# 🟢 Wafer Defect Classification (WM-811K)

This project applies **deep learning** to classify wafer maps from the **WM-811K dataset** into nine defect categories using **ResNet18 (transfer learning)**. 

It demonstrates:
- Data preparation (parsing waferMap → images)
- Training with transfer learning
- Evaluation with precision/recall/F1, ROC, PR curves
- Interpretability using **Grad-CAM**
- Insights into imbalance challenges in semiconductor yield analysis



## 📊 Dataset: WM-811K

- **Size:** 811,457 wafer maps
- **Labels:** ~172,950 wafers labeled into 9 defect classes  
  *center, donut, edge-loc, edge-ring, loc, near-full, random, scratch, none*  
- **Imbalance:** Majority class ("none") = 147k, rare class ("near-full") = 149  
- Each wafer is stored as a 2D matrix (`waferMap`):  
  - 0 = background  
  - 1 = normal die  
  - 2 = defective die  



## 🧮 Mathematical Foundations

### Softmax + Cross-Entropy Loss
$$
\hat{p}_k = \frac{\exp(z_k)}{\sum_j \exp(z_j)}
$$
$$
\mathcal{L}_{CE} = - \frac{1}{N} \sum_{i=1}^N \log \hat{p}_{y_i}
$$

### Precision, Recall, and F1
$$
Precision = \frac{TP}{TP + FP}, \quad Recall = \frac{TP}{TP + FN}, \quad
F1 = \frac{2 \cdot Precision \cdot Recall}{Precision + Recall}
$$

### ROC & PR Curves
- **ROC**: plots TPR vs FPR  
$$TPR = \frac{TP}{TP+FN}, \quad FPR = \frac{FP}{FP+TN}$$  

- **PR**: plots Precision vs Recall (important for imbalance)

### Convolutional Layers
$$
y_{i,j,k} = \sigma\!\Bigg(\sum_{m=1}^{M}\sum_{u}\sum_{v} W_{u,v,m,k}\; x_{i+u, j+v, m} + b_k\Bigg)
$$

### Residual Block (ResNet18)
$$
y = F(x, \{W_i\}) + x
$$

- $F(x)$ = learned residual mapping  
- $x$ = identity skip connection  
- Benefit: mitigates vanishing gradients and allows deeper networks



## 💻 Data Preparation
Wafer maps are parsed into 224×224 RGB images grouped into `train/val/test` directories by class.


In [None]:

from pathlib import Path
from PIL import Image
import numpy as np

def render_wafer(arr):
    arr = np.array(arr).astype(np.uint8)
    vis = (arr==1)*180 + (arr==2)*255
    return Image.fromarray(vis, mode='L').resize((224,224)).convert('RGB')

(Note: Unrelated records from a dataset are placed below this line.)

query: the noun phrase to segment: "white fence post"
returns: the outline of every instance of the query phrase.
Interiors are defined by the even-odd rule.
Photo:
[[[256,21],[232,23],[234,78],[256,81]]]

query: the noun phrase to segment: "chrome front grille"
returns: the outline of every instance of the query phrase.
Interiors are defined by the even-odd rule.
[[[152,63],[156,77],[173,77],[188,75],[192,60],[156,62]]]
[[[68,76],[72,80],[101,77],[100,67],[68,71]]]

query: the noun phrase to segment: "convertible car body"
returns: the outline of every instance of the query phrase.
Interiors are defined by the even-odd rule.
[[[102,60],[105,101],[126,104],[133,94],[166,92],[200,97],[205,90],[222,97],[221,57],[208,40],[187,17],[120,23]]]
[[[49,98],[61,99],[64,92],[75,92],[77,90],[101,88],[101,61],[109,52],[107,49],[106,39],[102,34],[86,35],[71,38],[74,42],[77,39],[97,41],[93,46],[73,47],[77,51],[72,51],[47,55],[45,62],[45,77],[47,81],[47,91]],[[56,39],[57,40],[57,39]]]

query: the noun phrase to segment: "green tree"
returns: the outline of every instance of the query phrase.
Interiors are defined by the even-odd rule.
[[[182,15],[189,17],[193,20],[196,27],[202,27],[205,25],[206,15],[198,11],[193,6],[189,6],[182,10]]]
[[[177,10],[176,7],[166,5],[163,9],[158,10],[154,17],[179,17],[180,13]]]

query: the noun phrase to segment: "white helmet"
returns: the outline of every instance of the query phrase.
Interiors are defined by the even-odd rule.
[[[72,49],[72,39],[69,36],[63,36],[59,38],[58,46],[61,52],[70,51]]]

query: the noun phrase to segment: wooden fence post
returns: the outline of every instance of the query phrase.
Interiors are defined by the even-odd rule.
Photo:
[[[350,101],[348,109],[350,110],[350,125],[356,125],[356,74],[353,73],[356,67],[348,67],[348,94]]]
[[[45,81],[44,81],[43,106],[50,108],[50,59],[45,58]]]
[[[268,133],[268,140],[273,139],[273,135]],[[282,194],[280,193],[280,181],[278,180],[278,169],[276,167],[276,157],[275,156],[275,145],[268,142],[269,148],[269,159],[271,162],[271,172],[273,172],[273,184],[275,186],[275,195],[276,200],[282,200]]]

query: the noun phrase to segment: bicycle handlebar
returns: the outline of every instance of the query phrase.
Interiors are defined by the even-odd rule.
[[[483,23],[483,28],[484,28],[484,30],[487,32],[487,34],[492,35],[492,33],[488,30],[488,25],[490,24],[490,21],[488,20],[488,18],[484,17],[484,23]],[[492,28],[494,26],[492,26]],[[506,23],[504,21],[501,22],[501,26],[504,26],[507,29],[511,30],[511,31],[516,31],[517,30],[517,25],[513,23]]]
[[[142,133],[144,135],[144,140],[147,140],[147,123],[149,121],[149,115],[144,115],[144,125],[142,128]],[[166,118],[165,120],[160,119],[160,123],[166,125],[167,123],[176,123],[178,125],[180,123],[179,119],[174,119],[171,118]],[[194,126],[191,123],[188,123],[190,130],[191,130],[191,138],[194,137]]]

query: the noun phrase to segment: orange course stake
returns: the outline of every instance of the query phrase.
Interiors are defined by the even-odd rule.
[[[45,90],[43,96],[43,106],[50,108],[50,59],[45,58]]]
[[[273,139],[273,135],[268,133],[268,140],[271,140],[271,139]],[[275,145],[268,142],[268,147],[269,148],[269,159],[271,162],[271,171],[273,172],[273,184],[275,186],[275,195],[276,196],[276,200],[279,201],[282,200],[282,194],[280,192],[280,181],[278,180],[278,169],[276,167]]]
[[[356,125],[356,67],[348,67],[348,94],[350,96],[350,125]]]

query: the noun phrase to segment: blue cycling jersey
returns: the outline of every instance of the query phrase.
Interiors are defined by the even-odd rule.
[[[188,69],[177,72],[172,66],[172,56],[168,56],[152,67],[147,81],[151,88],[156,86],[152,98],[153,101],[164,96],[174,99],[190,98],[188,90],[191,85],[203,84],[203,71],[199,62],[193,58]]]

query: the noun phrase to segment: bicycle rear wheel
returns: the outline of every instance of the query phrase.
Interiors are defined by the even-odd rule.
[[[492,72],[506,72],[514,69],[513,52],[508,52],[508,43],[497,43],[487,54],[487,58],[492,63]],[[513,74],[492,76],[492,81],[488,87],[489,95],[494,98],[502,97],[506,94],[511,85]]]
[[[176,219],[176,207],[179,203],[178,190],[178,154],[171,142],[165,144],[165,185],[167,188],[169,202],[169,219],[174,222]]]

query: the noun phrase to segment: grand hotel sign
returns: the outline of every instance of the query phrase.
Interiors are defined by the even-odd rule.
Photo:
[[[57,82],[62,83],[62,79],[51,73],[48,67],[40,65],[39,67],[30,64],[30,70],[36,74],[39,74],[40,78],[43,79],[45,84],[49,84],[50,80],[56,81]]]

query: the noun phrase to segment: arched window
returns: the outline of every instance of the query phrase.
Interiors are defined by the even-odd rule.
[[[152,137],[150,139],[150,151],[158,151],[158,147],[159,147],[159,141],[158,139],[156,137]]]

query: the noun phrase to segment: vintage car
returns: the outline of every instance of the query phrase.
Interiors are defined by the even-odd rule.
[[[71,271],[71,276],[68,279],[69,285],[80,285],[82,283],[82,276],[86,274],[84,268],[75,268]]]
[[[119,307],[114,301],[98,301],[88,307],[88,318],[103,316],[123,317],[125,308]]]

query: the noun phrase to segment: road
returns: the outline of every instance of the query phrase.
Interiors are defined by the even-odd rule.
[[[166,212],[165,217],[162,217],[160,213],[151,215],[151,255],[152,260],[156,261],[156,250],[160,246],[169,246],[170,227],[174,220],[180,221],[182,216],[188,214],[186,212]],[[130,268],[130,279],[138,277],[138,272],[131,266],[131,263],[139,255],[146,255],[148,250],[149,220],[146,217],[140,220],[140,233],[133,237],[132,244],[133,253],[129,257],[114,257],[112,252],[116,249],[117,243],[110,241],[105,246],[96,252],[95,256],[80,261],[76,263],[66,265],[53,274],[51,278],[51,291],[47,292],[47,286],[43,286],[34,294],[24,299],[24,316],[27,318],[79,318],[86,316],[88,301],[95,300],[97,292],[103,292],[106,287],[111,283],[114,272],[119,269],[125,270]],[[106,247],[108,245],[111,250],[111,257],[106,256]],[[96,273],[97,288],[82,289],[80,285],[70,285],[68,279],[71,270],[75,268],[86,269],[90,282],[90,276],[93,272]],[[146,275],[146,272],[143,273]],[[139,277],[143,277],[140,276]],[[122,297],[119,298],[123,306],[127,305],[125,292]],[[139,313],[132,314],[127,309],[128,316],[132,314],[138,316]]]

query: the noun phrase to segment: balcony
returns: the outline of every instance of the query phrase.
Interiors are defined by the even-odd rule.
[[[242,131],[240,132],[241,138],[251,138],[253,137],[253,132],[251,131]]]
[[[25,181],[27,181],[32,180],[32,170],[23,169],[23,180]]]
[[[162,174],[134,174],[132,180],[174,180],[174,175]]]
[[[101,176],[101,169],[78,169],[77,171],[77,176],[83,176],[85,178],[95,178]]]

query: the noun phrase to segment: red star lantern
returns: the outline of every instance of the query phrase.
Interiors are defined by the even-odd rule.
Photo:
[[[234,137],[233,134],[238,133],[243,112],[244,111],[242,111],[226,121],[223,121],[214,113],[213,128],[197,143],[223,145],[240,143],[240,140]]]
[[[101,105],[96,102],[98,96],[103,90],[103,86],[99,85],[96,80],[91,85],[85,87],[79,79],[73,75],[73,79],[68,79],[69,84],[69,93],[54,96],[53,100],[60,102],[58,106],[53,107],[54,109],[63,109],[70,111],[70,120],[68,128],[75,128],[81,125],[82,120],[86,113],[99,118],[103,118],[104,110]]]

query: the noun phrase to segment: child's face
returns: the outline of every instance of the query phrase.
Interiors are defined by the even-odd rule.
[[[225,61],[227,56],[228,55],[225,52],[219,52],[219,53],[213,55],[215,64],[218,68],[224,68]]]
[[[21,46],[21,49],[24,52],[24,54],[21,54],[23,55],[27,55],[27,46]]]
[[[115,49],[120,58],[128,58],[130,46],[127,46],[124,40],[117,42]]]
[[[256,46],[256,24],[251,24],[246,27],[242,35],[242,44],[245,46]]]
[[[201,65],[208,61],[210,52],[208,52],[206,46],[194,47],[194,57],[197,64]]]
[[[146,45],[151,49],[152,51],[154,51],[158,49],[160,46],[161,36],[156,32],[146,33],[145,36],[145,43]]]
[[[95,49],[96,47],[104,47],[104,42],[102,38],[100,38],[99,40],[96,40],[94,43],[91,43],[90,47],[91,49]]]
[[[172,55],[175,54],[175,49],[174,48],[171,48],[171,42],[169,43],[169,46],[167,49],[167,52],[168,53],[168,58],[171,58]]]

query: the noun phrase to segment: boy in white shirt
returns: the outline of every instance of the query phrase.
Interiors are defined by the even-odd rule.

## 🧠 Model: ResNet18 (Transfer Learning)

We use **ResNet18 pretrained on ImageNet**, replacing the final FC layer with 9 output nodes.

Training objective: **Cross-Entropy Loss** with class weights for imbalance.


In [None]:

import torch, torch.nn as nn
import torchvision.models as models

def build_model(num_classes=9, pretrained=True, freeze_backbone=True):
    weights = models.ResNet18_Weights.DEFAULT if pretrained else None
    m = models.resnet18(weights=weights)
    if freeze_backbone:
        for name, param in m.named_parameters():
            if not name.startswith('fc.'):
                param.requires_grad = False
    in_feats = m.fc.in_features
    m.fc = nn.Linear(in_feats, num_classes)
    return m



## 🔄 Training Loop

Parameters $\theta$ optimized with Adam:

$$
\theta \leftarrow \theta - \eta \cdot \nabla_\theta \mathcal{L}(\theta)
$$


In [None]:

def train_epoch(model, loader, criterion, optimizer, device='cuda'):
    model.train(); total, correct, loss_sum = 0,0,0
    for xb,yb in loader:
        xb,yb = xb.to(device), yb.to(device)
        optimizer.zero_grad()
        logits = model(xb)
        loss = criterion(logits,yb)
        loss.backward(); optimizer.step()
        loss_sum += loss.item()*xb.size(0)
        correct += (logits.argmax(1)==yb).sum().item()
        total += xb.size(0)
    return loss_sum/total, correct/total



## 📈 Results

### Training Dynamics
![Train Loss](models/train_loss.png)  
![Train Acc](models/train_acc.png)

### Classification Report
![Classification Report](models/classification_report.png)

### Confusion Matrix
![Confusion Matrix](models/confusion_matrix_norm.png)

### ROC & PR Curves
![ROC](models/ovr_roc.png)  
![PR](models/ovr_pr.png)

### Grad-CAM
![Grad-CAM Example](models/gradcam/example_cam.png)



## 🔎 Discussion

- **Strong baseline**: ResNet18 pretrained reached ~93% overall accuracy.  
- **Imbalance issue**: Macro-F1 is lower due to rare classes.  
- **Interpretability**: Grad-CAM overlays confirm the model focuses on defect regions.  
- **Industry relevance**: Mirrors real-world fab challenges.

## 🚀 Next Steps
- Use focal loss or oversampling for imbalance  
- Try deeper backbones  
- Add K-fold cross-validation  
- Deploy via Streamlit or SageMaker



## 📌 References
- He et al., 2016: *Deep Residual Learning for Image Recognition*  
- WM-811K Dataset (Kaggle)